Considérant que les dispositions de l'article 75-I de la loi susmentionnée du 10 juillet 1991 font obstacle à ce que Mme X., qui n'est pas la partie perdante en la présente espèce, soit condamnée à verser au centre hospitalier de Châtillon-sur-Seine la somme qu'il demande au titre des frais exposés et non compris dans les dépens ;

DECIDE :
Article 1er : L'arrêt du 9 juillet 1991 de la cour administrative d'appel de Nancy est annulé et les conclusions du centre hospitalier de Châtillon-sur-Seine tendant à l'application de l'article 75 I de la loi du 10 juillet 1991 sont rejetées.
Article 2 : La requête d'appel présentée par le centre hospitalier de Châtillon-sur-Seine devant la cour administrative d'appel de Nancy est rejetée.

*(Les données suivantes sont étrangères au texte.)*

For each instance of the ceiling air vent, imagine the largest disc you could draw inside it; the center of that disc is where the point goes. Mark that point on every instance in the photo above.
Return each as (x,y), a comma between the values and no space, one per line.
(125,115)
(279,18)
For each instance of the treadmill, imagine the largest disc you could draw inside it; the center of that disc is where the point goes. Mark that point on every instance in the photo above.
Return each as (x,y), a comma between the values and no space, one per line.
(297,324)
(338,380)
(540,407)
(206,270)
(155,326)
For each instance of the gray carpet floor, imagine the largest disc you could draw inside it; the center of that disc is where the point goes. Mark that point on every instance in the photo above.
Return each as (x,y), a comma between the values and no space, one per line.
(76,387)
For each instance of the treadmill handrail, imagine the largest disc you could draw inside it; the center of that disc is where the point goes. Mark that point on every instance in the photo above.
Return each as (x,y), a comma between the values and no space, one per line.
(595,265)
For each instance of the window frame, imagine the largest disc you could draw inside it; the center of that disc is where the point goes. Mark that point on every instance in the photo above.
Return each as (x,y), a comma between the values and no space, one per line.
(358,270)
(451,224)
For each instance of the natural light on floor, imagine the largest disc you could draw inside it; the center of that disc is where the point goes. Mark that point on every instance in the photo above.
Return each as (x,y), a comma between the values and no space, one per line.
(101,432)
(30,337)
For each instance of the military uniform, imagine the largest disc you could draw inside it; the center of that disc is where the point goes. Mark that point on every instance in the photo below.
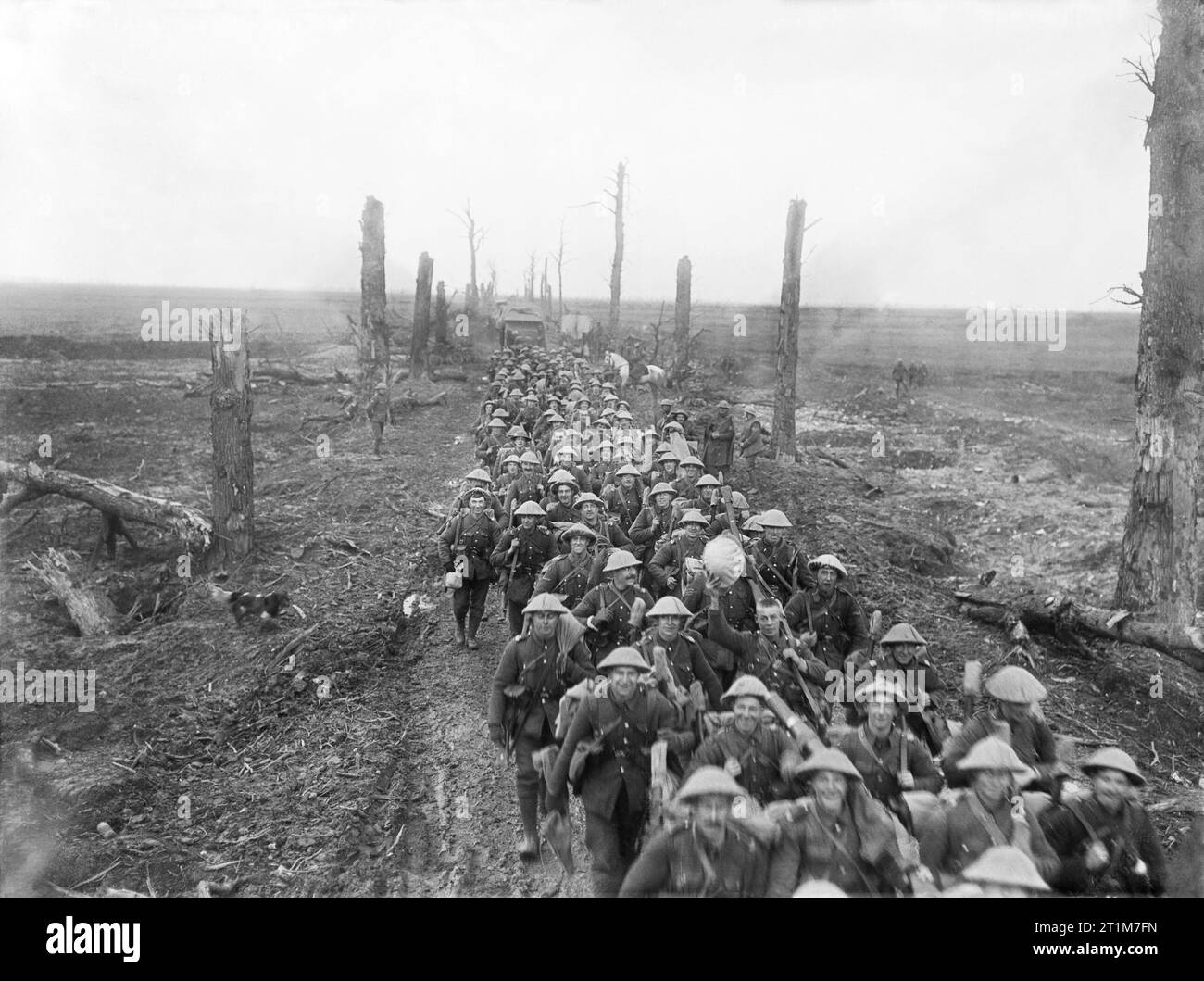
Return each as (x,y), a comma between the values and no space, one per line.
(686,662)
(679,862)
(811,848)
(567,575)
(838,623)
(533,553)
(971,828)
(670,560)
(1128,836)
(783,567)
(625,506)
(650,525)
(763,659)
(1031,739)
(546,672)
(615,631)
(476,538)
(614,785)
(521,490)
(879,762)
(762,756)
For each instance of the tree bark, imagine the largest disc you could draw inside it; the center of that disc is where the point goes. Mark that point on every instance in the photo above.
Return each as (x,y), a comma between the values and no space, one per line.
(617,265)
(92,611)
(1157,567)
(784,446)
(373,321)
(441,316)
(418,360)
(682,318)
(233,463)
(28,481)
(1056,614)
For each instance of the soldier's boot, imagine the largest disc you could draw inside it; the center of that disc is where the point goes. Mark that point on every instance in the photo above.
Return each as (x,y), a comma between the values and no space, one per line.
(528,804)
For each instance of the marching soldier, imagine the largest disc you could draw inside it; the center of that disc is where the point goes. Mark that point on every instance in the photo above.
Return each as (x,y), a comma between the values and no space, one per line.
(706,498)
(542,668)
(465,547)
(902,654)
(717,445)
(1030,736)
(562,490)
(522,551)
(526,485)
(771,656)
(619,727)
(624,501)
(991,814)
(614,610)
(777,560)
(480,481)
(654,522)
(683,655)
(671,567)
(489,448)
(890,760)
(834,625)
(839,833)
(763,760)
(709,853)
(1107,841)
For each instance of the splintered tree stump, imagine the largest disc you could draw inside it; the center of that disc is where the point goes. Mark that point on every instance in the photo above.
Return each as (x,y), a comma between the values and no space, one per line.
(91,611)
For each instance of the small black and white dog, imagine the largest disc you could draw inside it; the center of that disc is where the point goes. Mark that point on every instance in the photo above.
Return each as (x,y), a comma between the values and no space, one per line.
(268,606)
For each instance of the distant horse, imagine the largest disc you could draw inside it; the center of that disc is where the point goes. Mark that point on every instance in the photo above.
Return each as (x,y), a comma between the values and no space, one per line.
(651,374)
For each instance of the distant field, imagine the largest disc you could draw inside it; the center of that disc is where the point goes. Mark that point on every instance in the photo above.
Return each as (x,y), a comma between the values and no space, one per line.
(834,337)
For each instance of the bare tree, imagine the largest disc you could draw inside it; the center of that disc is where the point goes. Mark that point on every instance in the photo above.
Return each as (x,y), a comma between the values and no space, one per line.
(233,463)
(1157,568)
(476,236)
(441,316)
(784,446)
(418,358)
(617,196)
(682,319)
(373,328)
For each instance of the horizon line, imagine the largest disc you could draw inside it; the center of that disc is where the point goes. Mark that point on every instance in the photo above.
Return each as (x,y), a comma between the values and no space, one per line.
(641,300)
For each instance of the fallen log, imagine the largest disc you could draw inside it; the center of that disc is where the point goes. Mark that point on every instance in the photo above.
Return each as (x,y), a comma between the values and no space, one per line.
(1058,615)
(28,481)
(91,611)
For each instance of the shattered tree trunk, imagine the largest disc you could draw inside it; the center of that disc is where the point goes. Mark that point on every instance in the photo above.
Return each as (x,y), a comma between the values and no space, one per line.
(92,611)
(617,265)
(28,481)
(1058,614)
(441,316)
(373,322)
(233,463)
(1157,568)
(418,358)
(682,319)
(784,446)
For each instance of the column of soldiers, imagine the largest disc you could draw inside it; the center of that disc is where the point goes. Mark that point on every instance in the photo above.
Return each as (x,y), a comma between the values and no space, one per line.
(749,733)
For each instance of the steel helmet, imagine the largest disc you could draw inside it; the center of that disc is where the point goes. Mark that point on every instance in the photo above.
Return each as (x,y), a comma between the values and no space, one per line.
(1014,684)
(669,606)
(624,658)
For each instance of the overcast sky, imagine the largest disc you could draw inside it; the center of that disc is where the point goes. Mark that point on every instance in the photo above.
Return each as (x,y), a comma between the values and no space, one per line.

Article 3 : La somme de 60 000 francs que le centre hospitalier de Châtillon-sur-Seine a été condamné par le jugement du tribunal administratif de Dijon à verser à Mme X. portera intérêts légaux à dater du 3 avril 1985, lesdits intérêts portant eux-mêmes intérêt à dater du 16 octobre 1992.
Article 4 : L'article 1er du jugement du tribunal administratif est réformé en ce qu'il a de contraire à la présente décision.
Article 5 : La présente décision sera notifiée à Mme X., au centre hospitalier de Châtillon-sur-Seine, à la caisse primaire d'assurance-maladie de la Côte d'Or et au ministre de l'emploi et de la solidarité.